His close and abiding relationship with the village municipal system helps keep Terlaje deeply in touch with local traditions such as cockfighting.
But it isn’t only gamecocks he’s fighting these days. Pedo has taken up the mantle against US Congressional leaders determined to ban cockfighting from Guam and any other corner of the country and interior forever, now that the 2019 Farm Bill has made cockfighting illegal on Guam and its sister territories and threatens to shut down cockpits on Guam and anywhere else they still exist under the Stars and Stripes within one year of its recent passage. But Sen. Terlaje just ain’t having it.
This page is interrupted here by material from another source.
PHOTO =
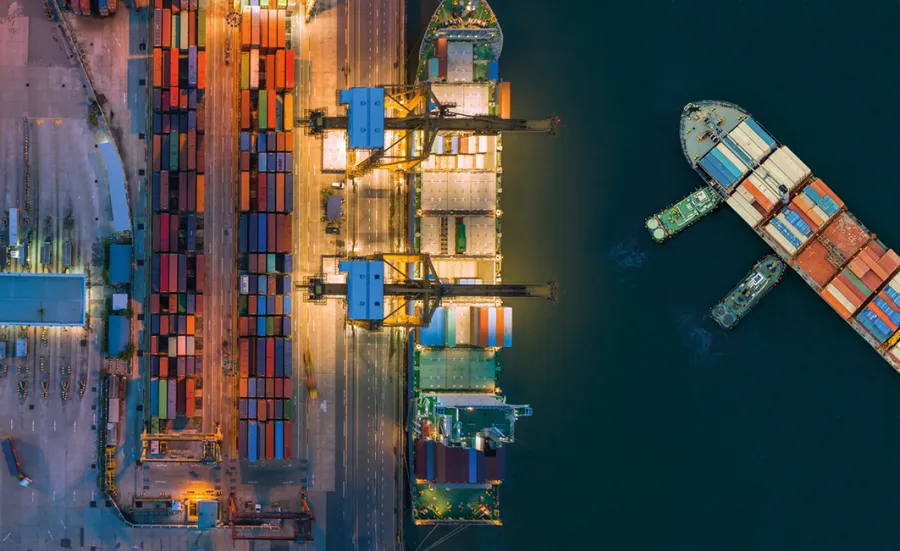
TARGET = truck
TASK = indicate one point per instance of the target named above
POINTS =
(13, 464)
“I grew up with, you know, that we embrace the teachings of our elders, and I’ve been a cockfighter for the longest time. I just want to make sure that people are given the right to choose their own ways, and based on what, in other words, the way they were brought up by our elders,” Terlaje told K57’s Pattie Arroyo on Thursday.
Last Wednesday Terlaje wrote Guam Congressman Michael San Nicolas (D) a letter informing the island’s sole non-voting delegate that he will, quote, “soon be introducing a substantive resolution requesting that you author, introduce, and pursue the passage of an Organic Act amendment permitting the Guam Legislature to decide whether or not cockfighting should be legal on Guam.”
Arroyo asked Terlaje about the double standard of local leaders and cockfighters accepting bans on dogfighting while attempting to fend off a similar ban on cockfighting.
“And your dissatisfaction with that provision in the farm bill about cockfighting: it also includes dogfighting, and that is an issue I think that people can rally around dogfighting on Guam more than they can with cockfighting,” Arroyo said.
“The dogfighting issue…you know we have the local law for that,” Terlaje said, in mentioning the dogfighting ban already written into the island’s code.
“I am also wondering equally if you have heard from animal activists who are saying that they don’t want there to be a reversal on the decision on cockfighting. Have you heard from any of the activists on Guam?” Arroyo asked the senator from Yona.
“Yeah, yeah I have read that in the news, and I’m pretty sure that those people that are saying something like that, maybe they just haven’t been involved in the real social activities of cockfighting.”